Bristol’s ‘happy city’ initiative aims for new ways to measure livability

How happy are residents of Bristol, England? New research tools aim to find out. (Bristol City Council)

Bristol is the second most populous city in southern England, after London, and a city of contrasts. It is a place that houses some of the poorest areas in England, while at the same time holds one of the highest GDP levels in the country. In an effort to mend this gap, a research center came up with an alternative for policymaking: the Happy City Initiative.

With a booming modern economy focused on creative media, aerospace industries and electronics, Bristol is quickly becoming the ‘cool kid’ on the British block. Having the highest GDP per capita out of all the cities in England makes Bristol score high on livability indexes.

Moving away from the newly renovated, trendy waterfront, however, a different image of the city emerges. As the Guardian noted recently, Bristol houses some of the most deprived neighborhoods in England. Run-down suburbs in the southern part of the city have a child poverty range from 5 to 50 percent and life expectancy variations of almost a decade.

Bristol seems to be the perfect example showing that money, after a certain point, isn’t everything. Using GDP statistics and a policy focus on growth at all costs does not account for all the social challenges faced by the city. The case of Bristol clearly shows that a lot of the current livability rankings are based solely on the economic sector and some of the most “livable” cities still face growing social problems.

This situation is not limited to the UK — similar stories have been registered throughout Europe for nearly a decade now. ‘Beyond GDP is a European initiative launched in 2007 aiming at developing new indicators for a more comprehensive measure of livability and well-being in cities. The focus is on identifying more inclusive indicators regarding the environment and social aspects. These are considered key in registering progress in ways that meet citizens’ concerns together with new political developments.

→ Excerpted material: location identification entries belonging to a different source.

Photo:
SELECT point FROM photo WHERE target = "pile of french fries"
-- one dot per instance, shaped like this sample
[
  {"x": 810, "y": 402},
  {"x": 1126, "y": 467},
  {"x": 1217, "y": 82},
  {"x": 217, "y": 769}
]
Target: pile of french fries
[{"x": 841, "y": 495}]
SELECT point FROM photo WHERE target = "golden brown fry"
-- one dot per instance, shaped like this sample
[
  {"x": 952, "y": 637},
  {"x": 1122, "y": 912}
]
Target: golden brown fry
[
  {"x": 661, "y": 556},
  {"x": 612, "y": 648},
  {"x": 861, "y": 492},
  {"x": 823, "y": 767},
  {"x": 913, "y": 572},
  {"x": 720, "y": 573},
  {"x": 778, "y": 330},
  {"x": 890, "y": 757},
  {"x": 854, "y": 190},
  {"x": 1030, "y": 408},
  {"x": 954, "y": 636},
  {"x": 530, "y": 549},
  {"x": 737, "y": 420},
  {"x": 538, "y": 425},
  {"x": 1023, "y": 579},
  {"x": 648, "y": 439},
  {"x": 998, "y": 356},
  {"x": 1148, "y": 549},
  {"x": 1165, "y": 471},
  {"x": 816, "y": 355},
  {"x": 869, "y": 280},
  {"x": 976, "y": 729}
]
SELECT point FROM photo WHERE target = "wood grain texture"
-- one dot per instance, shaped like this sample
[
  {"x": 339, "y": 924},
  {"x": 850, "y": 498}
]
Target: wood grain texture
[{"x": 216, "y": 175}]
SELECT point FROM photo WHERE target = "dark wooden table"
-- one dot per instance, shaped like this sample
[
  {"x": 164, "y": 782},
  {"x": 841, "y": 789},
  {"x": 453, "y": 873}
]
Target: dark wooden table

The Beyond GDP initiative has been widely debated in cities and has led to changes in policymaking and prioritizing at a national level in countries such as Italy, Sweden, Spain and the UK.

In the UK, endorsements of alternative metrics for prosperity have led to new research centers determined on bridging the gap between policymaking and the citizens’ perspective. According to the Economist, relying on GDP as a prosperity measure accounts for “poor” policy measures. Still, this shift to a more citizen-oriented perspective is developing at a national level. 

“Although the ‘Beyond GDP’ movement has significantly developed on a national level, it has not done so on a local level,” researchers involved in the Bristol project wrote in a recent paper.  ”The Happy City Project … seeks to extend the ‘Beyond GDP’ approach into local neighbourhoods and implement a step change in the city away from material consumption towards promoting well­being.”

The Happy City Initiative in Bristol is a research center set on advocating for citizens contentment and well-being at local-level policymaking. The scope is to develop measurements which guide the public agenda toward livability, contentment, well-being — all indicators that have often proven difficult to translate into policy with specific measurement tools.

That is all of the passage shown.